Research
Research

A High Molecular Weight Biodegradable Gelatin-Doxorubicin Conjugate

Lead Inventor

Clyde M. Ofner III, PhD, Professor, Department of Pharmaceutical Sciences

Unmet Need

A major challenge in cancer chemotherapy is the selective delivery of small molecule anti-cancer agents to cancer cells. Doxorubicin (DOX) is a potent antineoplastic agent that is effective against a wide range of solid tumors and lymphomas but it is also associated with an irreversible cardiomyopathy above cumulative doses of 550 mg/m2. This and other toxic side effects make the drug a good candidate for localized drug delivery. DOX has been investigated in several macro-molecular delivery systems such as liposomes synthetic copolymers of N-(2-hydroxypropyl) methacrylamide (HPMA), other synthetic watersoluble polymers, micelles, polysaccharides, as well as block copolymer vesicles (or polymersomes). Such delivery systems have demonstrated preferential accumulation in solid tumors compared to healthy tissue due to the enhanced permeation and retention effect (EPR) The resulting therapeutic advantages include an enhanced antitumor effect and reduced systemic toxicities. Also, maximum tolerated doses of 5 to 10-fold greater than the free drug and the ability to overcome drug resistance have been reported. These and similar delivery systems, however, have produced concerns.
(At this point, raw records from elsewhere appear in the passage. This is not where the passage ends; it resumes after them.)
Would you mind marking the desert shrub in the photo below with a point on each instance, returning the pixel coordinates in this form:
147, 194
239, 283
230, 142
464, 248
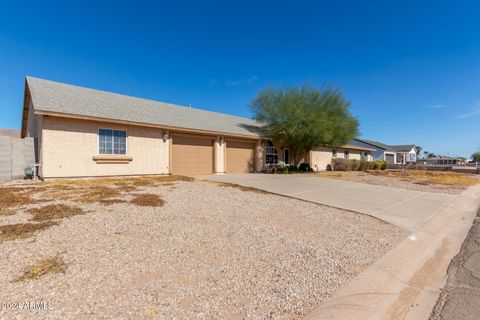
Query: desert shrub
354, 164
304, 167
370, 165
377, 164
363, 165
384, 165
339, 164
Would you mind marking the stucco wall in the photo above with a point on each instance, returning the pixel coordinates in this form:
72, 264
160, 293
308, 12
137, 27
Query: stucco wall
321, 157
15, 155
219, 151
68, 147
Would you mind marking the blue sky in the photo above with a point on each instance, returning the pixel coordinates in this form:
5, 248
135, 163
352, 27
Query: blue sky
410, 68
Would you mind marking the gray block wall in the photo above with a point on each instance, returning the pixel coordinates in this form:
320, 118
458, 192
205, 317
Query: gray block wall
15, 155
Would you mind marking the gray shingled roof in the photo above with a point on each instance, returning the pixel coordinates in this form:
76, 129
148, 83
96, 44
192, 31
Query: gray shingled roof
62, 98
398, 148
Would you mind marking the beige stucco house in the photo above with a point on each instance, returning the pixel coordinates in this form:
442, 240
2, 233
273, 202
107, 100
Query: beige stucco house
81, 132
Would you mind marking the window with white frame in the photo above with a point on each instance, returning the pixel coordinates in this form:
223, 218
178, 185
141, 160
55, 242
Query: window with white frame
112, 141
271, 154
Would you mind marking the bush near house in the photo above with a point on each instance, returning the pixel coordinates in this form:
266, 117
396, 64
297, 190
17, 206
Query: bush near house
363, 165
340, 165
302, 168
385, 165
370, 165
354, 164
358, 165
377, 165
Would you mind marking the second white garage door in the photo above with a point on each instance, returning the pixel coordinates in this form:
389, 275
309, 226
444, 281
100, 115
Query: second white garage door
192, 155
240, 156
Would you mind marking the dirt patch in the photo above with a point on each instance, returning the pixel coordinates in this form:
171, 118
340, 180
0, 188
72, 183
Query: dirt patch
22, 230
147, 200
97, 194
55, 212
46, 266
433, 177
240, 187
441, 182
11, 197
211, 250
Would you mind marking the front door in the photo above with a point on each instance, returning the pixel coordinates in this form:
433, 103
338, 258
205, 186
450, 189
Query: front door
286, 156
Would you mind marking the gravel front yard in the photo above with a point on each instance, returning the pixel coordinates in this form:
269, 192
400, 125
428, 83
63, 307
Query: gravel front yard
409, 181
204, 251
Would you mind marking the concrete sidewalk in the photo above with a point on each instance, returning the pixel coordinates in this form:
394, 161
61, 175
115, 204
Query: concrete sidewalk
460, 298
404, 208
406, 282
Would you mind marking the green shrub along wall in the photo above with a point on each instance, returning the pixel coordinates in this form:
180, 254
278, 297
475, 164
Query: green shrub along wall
358, 165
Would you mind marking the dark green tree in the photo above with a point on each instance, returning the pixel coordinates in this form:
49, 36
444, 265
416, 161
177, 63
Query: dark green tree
476, 156
304, 117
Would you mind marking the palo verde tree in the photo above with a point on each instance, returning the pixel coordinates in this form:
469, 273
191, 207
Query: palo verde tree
304, 117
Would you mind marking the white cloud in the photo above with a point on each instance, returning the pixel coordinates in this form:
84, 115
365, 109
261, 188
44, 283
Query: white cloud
234, 83
437, 106
470, 114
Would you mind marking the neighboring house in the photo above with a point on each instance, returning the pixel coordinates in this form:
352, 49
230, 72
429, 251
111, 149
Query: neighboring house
82, 132
443, 161
394, 154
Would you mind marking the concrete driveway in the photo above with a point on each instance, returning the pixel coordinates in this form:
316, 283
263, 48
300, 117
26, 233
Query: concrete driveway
407, 209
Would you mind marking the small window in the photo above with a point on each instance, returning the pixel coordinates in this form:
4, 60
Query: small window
112, 141
271, 154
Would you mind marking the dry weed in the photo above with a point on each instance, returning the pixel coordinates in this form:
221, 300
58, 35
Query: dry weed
50, 265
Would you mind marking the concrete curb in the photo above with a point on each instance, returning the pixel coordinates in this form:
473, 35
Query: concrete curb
406, 282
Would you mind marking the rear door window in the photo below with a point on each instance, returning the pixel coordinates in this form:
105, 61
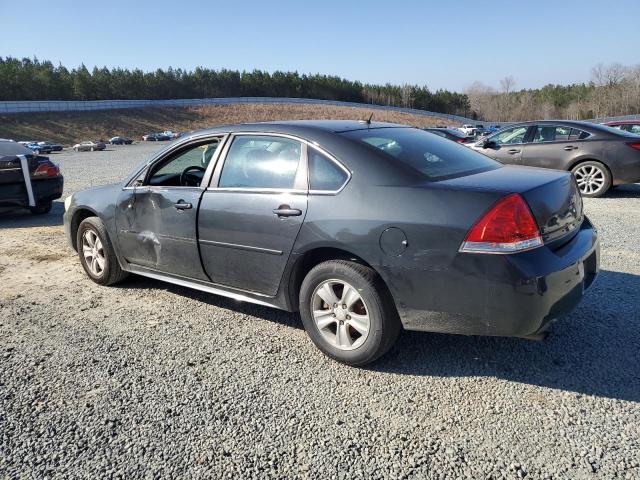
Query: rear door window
551, 133
261, 162
324, 174
435, 157
510, 136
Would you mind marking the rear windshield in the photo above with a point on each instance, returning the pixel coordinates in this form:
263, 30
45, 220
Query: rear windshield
435, 157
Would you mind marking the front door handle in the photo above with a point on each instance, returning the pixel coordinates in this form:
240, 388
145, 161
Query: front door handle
287, 211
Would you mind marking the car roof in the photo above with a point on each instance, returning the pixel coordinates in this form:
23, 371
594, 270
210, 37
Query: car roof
301, 126
624, 122
11, 149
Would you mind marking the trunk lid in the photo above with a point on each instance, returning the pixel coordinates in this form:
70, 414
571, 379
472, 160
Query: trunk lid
552, 195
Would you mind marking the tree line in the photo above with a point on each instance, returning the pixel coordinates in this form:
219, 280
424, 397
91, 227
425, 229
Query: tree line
32, 79
613, 90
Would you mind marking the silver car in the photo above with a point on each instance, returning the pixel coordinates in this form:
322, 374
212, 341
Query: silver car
599, 156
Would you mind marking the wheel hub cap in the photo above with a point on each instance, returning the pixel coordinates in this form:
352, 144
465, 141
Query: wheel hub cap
340, 314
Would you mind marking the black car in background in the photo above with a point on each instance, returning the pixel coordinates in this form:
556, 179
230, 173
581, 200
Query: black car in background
45, 177
118, 140
599, 156
156, 137
51, 146
450, 134
364, 228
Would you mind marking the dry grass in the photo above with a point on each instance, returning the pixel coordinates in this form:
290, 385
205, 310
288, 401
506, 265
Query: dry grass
71, 127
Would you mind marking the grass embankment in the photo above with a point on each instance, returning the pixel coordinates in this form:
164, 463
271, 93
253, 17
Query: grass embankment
69, 128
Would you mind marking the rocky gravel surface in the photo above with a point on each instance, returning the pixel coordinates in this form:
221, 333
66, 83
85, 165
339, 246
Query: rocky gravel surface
148, 380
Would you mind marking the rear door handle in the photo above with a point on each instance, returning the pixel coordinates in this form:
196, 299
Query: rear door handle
287, 211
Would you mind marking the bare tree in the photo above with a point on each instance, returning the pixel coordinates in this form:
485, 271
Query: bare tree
507, 84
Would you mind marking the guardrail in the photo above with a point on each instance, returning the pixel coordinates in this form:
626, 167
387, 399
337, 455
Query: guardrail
9, 107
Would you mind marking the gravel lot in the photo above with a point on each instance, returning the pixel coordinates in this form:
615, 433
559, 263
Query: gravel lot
151, 380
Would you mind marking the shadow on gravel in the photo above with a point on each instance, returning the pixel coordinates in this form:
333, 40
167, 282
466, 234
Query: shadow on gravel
594, 351
23, 218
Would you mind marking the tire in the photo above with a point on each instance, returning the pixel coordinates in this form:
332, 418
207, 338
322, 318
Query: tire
334, 333
594, 178
41, 208
111, 272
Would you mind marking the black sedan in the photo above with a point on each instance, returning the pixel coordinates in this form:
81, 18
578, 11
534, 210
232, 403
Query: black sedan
118, 140
599, 156
450, 134
364, 228
38, 189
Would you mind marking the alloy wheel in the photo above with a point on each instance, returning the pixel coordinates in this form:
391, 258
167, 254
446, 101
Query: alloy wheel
340, 314
93, 252
590, 178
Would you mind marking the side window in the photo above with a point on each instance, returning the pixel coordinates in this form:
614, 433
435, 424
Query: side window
324, 174
185, 169
551, 133
511, 135
577, 134
261, 162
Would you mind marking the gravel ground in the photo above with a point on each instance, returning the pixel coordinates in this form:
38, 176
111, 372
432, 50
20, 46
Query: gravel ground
150, 380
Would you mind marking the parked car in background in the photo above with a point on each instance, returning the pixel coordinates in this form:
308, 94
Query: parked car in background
451, 134
599, 156
118, 140
280, 215
156, 137
631, 126
55, 147
45, 177
89, 145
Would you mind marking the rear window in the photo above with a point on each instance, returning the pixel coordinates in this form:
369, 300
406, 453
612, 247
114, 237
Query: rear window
434, 157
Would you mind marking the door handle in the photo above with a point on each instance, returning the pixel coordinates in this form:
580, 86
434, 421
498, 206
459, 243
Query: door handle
287, 211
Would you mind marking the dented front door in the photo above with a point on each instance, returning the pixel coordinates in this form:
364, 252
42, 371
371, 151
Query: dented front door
157, 229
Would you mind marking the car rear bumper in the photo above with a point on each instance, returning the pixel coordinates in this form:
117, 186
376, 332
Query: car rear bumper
503, 295
44, 190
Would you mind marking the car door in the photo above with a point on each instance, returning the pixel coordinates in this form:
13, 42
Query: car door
553, 146
251, 215
506, 146
156, 220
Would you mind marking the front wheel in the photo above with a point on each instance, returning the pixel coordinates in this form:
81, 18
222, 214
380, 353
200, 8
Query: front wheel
96, 253
347, 312
593, 178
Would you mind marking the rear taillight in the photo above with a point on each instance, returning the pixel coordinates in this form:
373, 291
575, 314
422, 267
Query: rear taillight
509, 226
47, 169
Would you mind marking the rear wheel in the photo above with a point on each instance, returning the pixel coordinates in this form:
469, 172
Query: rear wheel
96, 253
347, 312
593, 178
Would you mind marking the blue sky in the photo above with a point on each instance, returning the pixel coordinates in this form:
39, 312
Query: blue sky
439, 44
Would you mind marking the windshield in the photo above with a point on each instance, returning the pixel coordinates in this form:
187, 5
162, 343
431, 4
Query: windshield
435, 157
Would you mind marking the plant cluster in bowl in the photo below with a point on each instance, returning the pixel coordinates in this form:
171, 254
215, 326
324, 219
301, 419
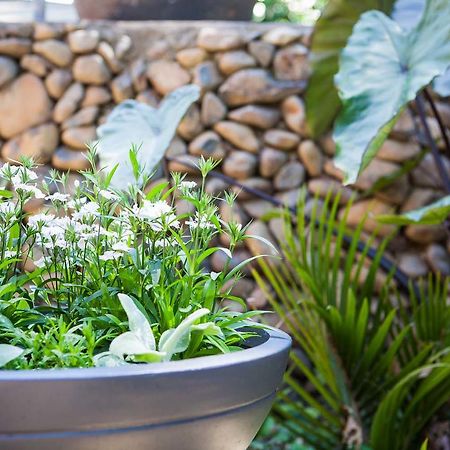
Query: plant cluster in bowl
119, 278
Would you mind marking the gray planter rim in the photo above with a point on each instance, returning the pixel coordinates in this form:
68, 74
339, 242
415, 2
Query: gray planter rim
270, 341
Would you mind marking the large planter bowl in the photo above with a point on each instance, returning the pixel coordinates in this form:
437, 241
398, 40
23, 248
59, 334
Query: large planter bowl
165, 9
208, 403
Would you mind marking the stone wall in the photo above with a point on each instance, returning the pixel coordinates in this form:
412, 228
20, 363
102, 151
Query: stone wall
58, 82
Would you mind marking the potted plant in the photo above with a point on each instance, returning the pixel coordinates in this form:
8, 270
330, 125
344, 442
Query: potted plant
119, 336
165, 10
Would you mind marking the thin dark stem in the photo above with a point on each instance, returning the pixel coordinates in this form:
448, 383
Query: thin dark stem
386, 264
430, 142
439, 120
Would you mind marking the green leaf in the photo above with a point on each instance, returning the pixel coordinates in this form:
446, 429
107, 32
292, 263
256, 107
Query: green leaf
382, 69
330, 36
435, 213
151, 130
9, 353
176, 340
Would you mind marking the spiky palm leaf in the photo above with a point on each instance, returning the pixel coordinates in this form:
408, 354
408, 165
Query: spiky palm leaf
372, 361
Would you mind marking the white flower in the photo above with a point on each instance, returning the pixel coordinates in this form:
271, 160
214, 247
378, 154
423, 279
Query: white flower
39, 219
199, 221
108, 195
57, 196
110, 255
121, 247
31, 189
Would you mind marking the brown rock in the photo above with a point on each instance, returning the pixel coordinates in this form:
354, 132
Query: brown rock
107, 53
213, 109
176, 147
149, 97
374, 171
166, 76
208, 145
262, 51
290, 176
57, 82
190, 57
44, 31
68, 103
219, 39
91, 69
311, 157
185, 164
398, 152
284, 140
15, 47
8, 70
438, 258
420, 197
291, 63
14, 118
412, 264
191, 125
57, 52
233, 213
257, 208
270, 161
35, 64
230, 62
370, 209
258, 247
122, 87
256, 86
38, 143
239, 135
216, 186
78, 137
294, 114
138, 73
257, 116
85, 116
65, 159
257, 183
240, 165
96, 95
282, 35
324, 186
83, 41
425, 234
207, 76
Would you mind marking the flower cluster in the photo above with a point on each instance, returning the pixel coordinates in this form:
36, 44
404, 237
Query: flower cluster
66, 266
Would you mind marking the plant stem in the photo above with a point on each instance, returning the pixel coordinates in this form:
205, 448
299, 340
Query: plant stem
386, 264
430, 141
438, 117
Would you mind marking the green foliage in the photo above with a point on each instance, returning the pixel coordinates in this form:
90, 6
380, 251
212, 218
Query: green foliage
118, 276
374, 366
331, 33
434, 213
133, 123
407, 60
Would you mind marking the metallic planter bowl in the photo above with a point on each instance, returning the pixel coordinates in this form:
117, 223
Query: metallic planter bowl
208, 403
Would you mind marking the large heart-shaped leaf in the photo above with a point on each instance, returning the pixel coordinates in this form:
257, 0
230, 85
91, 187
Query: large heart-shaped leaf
8, 353
432, 214
408, 13
133, 123
382, 69
331, 33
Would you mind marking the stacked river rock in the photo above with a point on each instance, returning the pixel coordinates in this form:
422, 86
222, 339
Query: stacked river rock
58, 82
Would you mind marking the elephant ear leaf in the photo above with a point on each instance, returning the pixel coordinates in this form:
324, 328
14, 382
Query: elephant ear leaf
433, 214
382, 69
9, 353
134, 124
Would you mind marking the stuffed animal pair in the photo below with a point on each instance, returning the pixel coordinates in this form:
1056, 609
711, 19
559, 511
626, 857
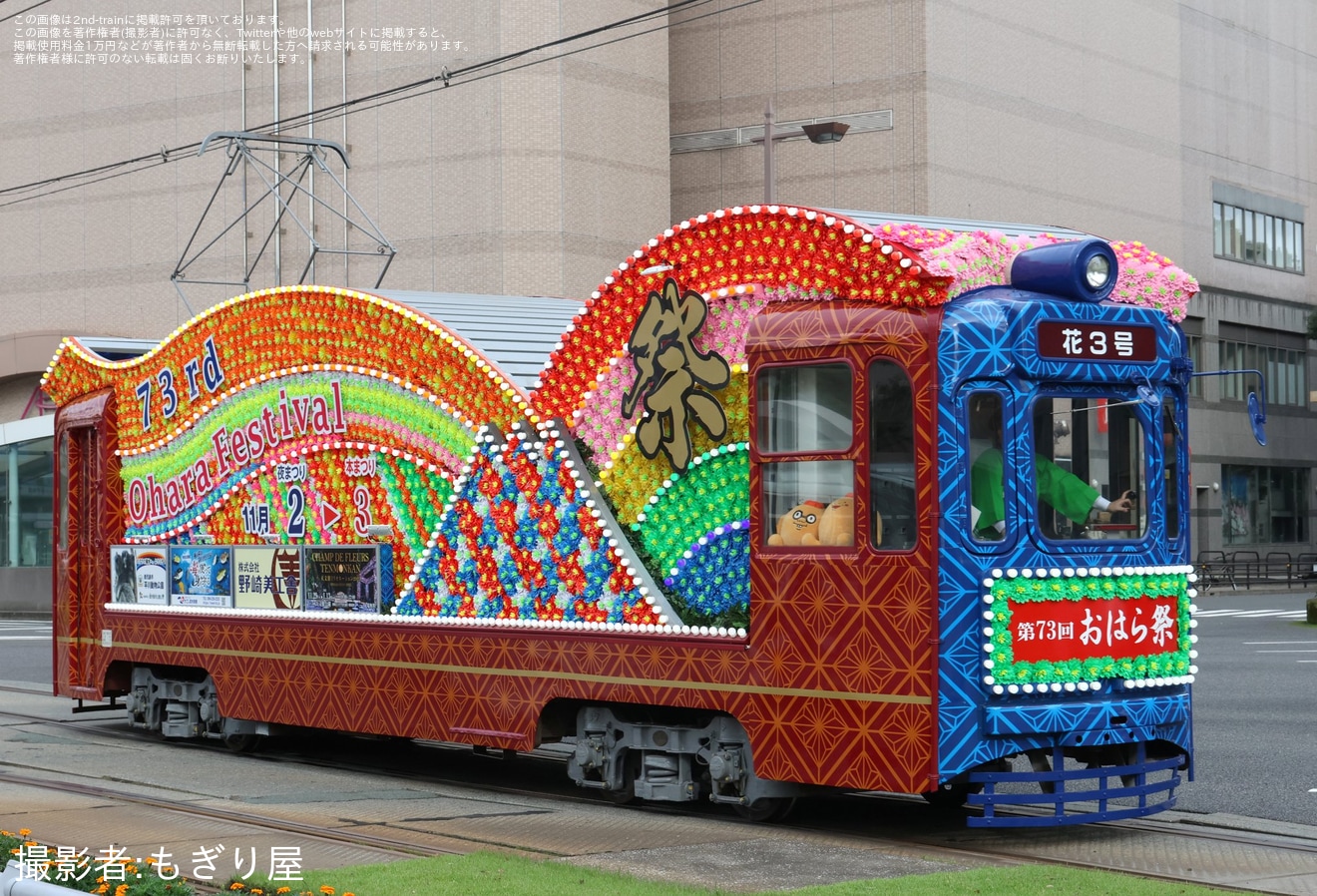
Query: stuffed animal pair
811, 525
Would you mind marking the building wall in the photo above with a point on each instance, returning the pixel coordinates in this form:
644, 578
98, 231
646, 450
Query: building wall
1117, 119
492, 185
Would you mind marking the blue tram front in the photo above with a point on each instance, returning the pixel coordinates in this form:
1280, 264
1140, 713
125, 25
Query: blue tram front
1065, 593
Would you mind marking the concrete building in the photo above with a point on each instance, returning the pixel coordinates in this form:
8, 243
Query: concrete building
523, 148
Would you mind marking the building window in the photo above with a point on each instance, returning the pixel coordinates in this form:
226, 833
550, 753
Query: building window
1256, 237
27, 497
1284, 369
1196, 357
1263, 505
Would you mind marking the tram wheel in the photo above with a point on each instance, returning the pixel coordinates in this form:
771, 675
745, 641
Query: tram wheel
766, 810
627, 792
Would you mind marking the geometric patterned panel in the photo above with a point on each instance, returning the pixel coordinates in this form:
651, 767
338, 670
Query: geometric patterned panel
989, 343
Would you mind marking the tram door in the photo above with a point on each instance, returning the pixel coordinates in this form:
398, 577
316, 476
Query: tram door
85, 510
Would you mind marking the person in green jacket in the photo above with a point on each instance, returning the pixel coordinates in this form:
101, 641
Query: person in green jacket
1059, 489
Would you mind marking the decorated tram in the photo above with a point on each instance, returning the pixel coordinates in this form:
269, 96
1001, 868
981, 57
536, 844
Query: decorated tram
797, 500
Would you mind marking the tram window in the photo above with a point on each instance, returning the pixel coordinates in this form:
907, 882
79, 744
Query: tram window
890, 457
803, 409
987, 489
1171, 476
1090, 469
795, 493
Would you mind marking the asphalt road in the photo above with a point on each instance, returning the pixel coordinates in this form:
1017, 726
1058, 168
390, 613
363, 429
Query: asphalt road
1255, 702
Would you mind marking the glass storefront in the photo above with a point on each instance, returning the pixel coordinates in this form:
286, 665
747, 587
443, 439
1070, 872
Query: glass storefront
27, 500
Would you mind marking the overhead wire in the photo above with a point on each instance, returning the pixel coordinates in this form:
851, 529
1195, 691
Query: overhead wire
445, 78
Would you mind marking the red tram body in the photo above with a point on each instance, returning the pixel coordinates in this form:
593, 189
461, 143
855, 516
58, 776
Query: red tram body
835, 672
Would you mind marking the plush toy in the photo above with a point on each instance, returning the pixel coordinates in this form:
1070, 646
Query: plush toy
836, 526
798, 526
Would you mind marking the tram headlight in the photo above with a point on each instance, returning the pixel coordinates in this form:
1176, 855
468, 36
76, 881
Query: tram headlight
1098, 269
1085, 270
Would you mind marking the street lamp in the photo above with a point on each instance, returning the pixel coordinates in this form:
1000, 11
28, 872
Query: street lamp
822, 132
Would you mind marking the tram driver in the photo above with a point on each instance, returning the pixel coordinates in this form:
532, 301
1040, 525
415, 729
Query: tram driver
1058, 488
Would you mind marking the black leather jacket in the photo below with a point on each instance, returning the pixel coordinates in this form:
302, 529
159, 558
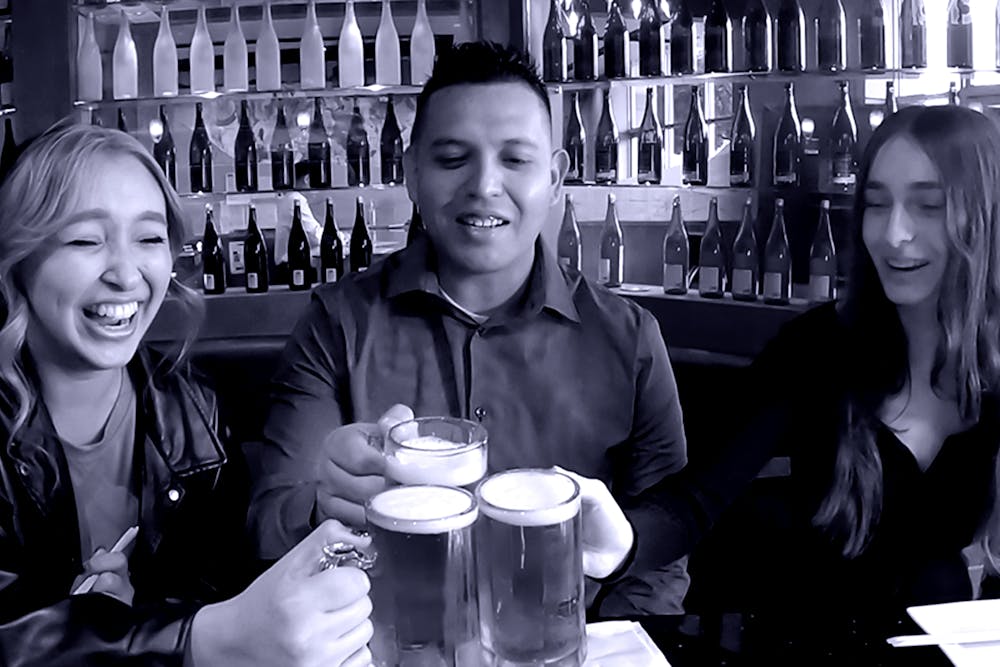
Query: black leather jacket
189, 551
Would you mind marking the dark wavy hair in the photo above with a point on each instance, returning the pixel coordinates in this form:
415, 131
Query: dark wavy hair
964, 146
479, 62
36, 198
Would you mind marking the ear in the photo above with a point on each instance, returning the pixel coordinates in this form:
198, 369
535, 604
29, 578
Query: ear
557, 172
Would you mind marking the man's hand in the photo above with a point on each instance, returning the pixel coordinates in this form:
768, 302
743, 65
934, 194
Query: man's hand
111, 569
295, 614
607, 534
353, 467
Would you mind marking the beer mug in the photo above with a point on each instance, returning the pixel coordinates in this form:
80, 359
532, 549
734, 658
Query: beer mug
436, 450
423, 583
531, 593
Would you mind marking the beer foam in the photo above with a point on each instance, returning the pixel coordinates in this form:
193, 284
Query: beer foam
431, 460
422, 510
529, 497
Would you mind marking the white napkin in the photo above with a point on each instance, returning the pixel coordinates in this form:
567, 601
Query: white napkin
621, 644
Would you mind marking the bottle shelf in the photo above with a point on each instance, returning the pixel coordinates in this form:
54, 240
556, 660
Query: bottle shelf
373, 90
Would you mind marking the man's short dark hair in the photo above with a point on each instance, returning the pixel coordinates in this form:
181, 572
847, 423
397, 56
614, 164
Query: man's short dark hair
479, 62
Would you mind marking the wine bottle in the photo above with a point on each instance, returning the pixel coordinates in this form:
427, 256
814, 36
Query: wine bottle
359, 166
616, 45
351, 51
299, 256
746, 261
202, 56
682, 40
164, 59
312, 53
823, 259
361, 242
711, 258
912, 34
777, 260
871, 33
245, 153
554, 46
235, 75
757, 36
568, 247
843, 142
831, 36
651, 56
606, 148
164, 151
585, 46
790, 35
391, 148
125, 63
611, 265
694, 164
213, 260
200, 155
676, 252
959, 34
650, 167
331, 248
319, 149
788, 142
718, 39
89, 74
282, 157
743, 143
388, 63
416, 226
255, 256
575, 144
267, 54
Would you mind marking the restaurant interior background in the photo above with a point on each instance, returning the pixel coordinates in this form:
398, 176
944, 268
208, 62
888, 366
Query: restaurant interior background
709, 338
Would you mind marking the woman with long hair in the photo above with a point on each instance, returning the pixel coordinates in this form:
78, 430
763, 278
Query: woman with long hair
885, 405
99, 434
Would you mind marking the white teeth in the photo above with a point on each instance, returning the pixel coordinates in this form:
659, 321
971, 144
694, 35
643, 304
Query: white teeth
488, 222
115, 311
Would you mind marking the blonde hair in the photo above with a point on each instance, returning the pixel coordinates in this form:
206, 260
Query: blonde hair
36, 197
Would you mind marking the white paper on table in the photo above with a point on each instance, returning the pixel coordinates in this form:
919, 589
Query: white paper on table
621, 644
962, 617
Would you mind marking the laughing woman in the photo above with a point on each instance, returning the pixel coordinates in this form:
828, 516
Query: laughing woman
98, 434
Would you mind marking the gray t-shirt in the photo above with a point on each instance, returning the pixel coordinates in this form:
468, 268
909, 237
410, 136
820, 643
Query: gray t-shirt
101, 472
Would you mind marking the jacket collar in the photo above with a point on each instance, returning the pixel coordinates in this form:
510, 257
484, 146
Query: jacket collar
413, 269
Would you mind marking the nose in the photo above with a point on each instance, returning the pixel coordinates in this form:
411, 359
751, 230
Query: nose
122, 269
899, 229
486, 179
Gelatin is the denatured and partially hydrolyzed product of collagen. It has been used as a macromolecular carrier to deliver several drugs including amphotericin B, methotrexate, and tumor necrosis factor. It also has been shown to have cell uptake. Its high molecular weight and biodegradability are attractive properties for use as a carrier in a DOX macromolecular delivery system. A sufficiently high molecular weight (e.g., 40 kDa or higher) can avoid glomerular filtration by the kidney leading to an extended circulation time and greater tumor accumulation by the EPR effect. Once the gelatin conjugate accumulates within the interstitial space of a tumor, its susceptibility to degradation by metalloproteinases such as cathepsin B would reduce the conjugate size and allow it to be taken up into tumor cells by endocytosis leading to accumulation in the subcellular lysosome compartment. In this acid environment, the acid sensitive conjugate bond will release the drug very close to its site of action so that its cytotoxic effect will occur only within the cell.

Despite the interest in the art in synthesizing a high molecular weight gelatin-DOX conjugate, there are numerous synthetic challenges, particularly related to the degradation of high molecular weight gelatin during synthesis. Accordingly, there is an unmet need in the art for high molecular weight gelatin-DOX conjugates and methods of production.

Opportunity

High molecular weight gelatin-DOX conjugates to increase efficacy of delivery of small molecule anticancer agents to cancer cells. This localization is also expected to minimize toxic side effects of this cancer drug because it is not released until it reaches the tumor and its cells.

Unique Attributes

  • The invention is based, in part, on a novel synthesis methodology that can produce high molecular weight gelatin-DOX conjugates.
  • In one aspect, the invention provides a high molecular weight compound comprising gelatin and DOX (i.e., a high molecular weight gelatin-DOX conjugate), where the gelatin is covalently linked to DOX through a cleavable linker.

Clinical Applications

Potential new treatment for triple negative (TNBC) breast cancer since conjugate cell uptake does not require receptors common in other types of breast cancer but absent in TNBC.

Stage of Development

Preclinical Studies

Intellectual Property

US Patent No. 10,265,413

Also issued as CA2966598C, EP03215116B1

Collaboration or Licensing Opportunity

Actively seeking licensee for commercialization or collaboration to complete preclinical studies.

References and Publications

  • Wu DC et al. Preparation, drug release, and cell growth inhibition of a gelatin: doxorubicin conjugate. Pharm Res. 2013 Aug;30(8):2087-96.
  • Alvi M et al. Intracellular trafficking and cytotoxicity of a gelatine-doxorubicin conjugate in two breast cancer cell lines. J Drug Target. 2020 Jun;28(5):487-499.